Au même moment les cris de _hors la loi_ se font entendre contre le défenseur de _la loi_. C'était le cri farouche des assassins, contre la force destinée à les réprimer.

Ils se pressent autour du président, la menace à la bouche: les armes à la main, ils lui ordonnent de prononcer le _hors la loi_: l'on m'avertit; je donne ordre de l'arracher à leur fureur, et six grenadiers du corps législatif s'en emparent. Aussitôt après des grenadiers du corps législatif entrent au pas de charge dans la salle et la font évacuer.

Les factieux intimidés se dispersent et s'éloignent. La majorité soustraite à leurs coups, rentre librement et paisiblement dans la salle de ses séances, entend les propositions qui devaient lui être faites pour le salut public, délibère et prépare la résolution salutaire qui doit devenir la loi nouvelle et provisoire de la république.

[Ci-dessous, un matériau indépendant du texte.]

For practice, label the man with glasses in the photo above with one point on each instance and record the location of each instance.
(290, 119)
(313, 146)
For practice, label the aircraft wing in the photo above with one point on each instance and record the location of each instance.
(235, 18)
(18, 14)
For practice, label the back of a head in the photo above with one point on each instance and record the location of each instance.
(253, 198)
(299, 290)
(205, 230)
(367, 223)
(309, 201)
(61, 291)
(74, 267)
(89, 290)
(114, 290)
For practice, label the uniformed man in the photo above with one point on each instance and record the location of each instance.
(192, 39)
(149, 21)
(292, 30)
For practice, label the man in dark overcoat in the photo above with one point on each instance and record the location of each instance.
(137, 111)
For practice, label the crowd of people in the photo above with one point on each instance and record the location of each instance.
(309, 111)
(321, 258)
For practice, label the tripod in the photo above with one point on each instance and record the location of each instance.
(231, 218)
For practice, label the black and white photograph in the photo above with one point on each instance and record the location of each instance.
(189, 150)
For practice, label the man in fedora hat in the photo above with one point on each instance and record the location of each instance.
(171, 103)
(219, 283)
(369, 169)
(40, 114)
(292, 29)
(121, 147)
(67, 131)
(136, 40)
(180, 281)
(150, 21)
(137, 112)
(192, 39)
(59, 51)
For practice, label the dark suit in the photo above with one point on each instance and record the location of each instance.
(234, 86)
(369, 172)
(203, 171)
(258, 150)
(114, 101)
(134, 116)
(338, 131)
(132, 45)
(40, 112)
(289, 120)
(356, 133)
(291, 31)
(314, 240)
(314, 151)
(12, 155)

Français! vous reconnaissez sans doute à cette conduite le zèle d'un soldat de la liberté, d'un citoyen dévoué à la république. Les idées conservatrices, tutélaires, libérales, sont rentrées dans leurs droits par la dispersion des factieux qui opprimaient les Conseils, et qui, pour être devenus les plus odieux des hommes, n'ont pas cessé d'être les plus méprisables.

BONAPARTE.

Au quartier-général à Paris, le 20 brumaire an 8 (11 novembre 1799).

_A l'armée._

Le général Lefebvre conserve le commandement de la dix-septième division militaire.

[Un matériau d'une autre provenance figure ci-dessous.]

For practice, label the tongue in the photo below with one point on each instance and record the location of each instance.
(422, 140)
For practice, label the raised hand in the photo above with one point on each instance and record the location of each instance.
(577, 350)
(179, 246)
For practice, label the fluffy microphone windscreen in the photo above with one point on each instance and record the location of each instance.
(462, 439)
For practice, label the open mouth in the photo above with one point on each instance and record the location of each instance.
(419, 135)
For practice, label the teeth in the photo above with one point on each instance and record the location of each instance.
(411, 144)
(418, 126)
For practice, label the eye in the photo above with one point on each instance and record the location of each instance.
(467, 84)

Les troupes rentreront dans leurs quartiers respectifs; le service se fera comme à l'ordinaire.

Le général Bonaparte est très-satisfait de la conduite des troupes de ligne, des invalides, des gardes nationales sédentaires, qui, dans la journée d'hier, si heureuse pour la république, se sont montrés les vrais amis du peuple; il témoigne sa satisfaction particulière aux braves grenadiers près la représentation nationale, qui se sont couverts de gloire en sauvant la vie à leur général prêt à tomber sous les coups de représentans armés de poignards.

BONAPARTE.

Paris, le 21 brumaire an 8 (12 novembre 1799).

_Au peuple français._

La constitution de l'an III périssait; elle n'avait su, ni garantir vos droits, ni se garantir elle-même. Des atteintes multipliées lui ravissaient sans retour le respect du peuple; des factions haineuses et cupides se partageaient la république. La France approchait enfin du dernier terme d'une désorganisation générale.

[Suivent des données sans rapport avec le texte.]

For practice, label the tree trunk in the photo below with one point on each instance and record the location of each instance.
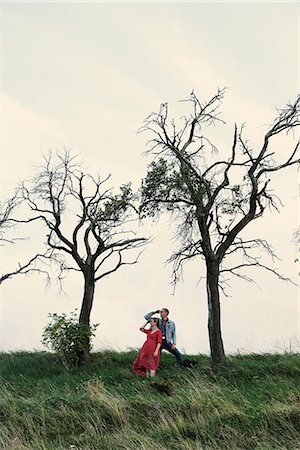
(85, 314)
(214, 314)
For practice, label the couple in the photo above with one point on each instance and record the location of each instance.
(160, 336)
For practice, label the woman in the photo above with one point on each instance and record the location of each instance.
(149, 356)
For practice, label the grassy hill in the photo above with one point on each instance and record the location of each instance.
(252, 404)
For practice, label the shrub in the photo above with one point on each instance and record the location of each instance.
(65, 336)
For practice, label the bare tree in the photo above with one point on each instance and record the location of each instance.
(7, 211)
(188, 178)
(88, 226)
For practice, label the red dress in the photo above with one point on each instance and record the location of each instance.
(145, 359)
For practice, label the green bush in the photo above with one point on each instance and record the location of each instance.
(65, 336)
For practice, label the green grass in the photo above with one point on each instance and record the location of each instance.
(253, 403)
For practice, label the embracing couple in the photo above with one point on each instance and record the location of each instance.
(160, 336)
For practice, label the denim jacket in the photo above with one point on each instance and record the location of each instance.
(170, 328)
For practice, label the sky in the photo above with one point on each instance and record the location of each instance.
(83, 76)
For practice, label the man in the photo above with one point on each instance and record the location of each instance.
(168, 330)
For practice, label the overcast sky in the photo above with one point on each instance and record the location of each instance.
(84, 76)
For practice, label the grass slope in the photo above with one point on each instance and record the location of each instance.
(252, 404)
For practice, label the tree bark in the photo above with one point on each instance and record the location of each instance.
(85, 313)
(214, 314)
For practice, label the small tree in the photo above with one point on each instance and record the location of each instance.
(211, 208)
(87, 224)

Les patriotes se sont entendus. Tout ce qui pouvait vous nuire a été écarté; tout ce qui pouvait vous servir, tout ce qui était resté pur dans la représentation nationale s'est réuni sous les bannières de la liberté.

Français, la république, raffermie et replacée dans l'Europe au rang qu'elle n'aurait jamais dû perdre, verra se réaliser toutes les espérances des citoyens, et accomplira ses glorieuses destinées.

Prêtez avec nous le serment que nous faisons _d'être fidèles à la république, une et indivisible, fondée sur l'égalité, la liberté et le système représentatif_.

Par les consuls de la république.

ROGER-DUCOS, BONAPARTE, SYEYES.

Paris, le 21 brumaire an 8 (12 novembre 1799).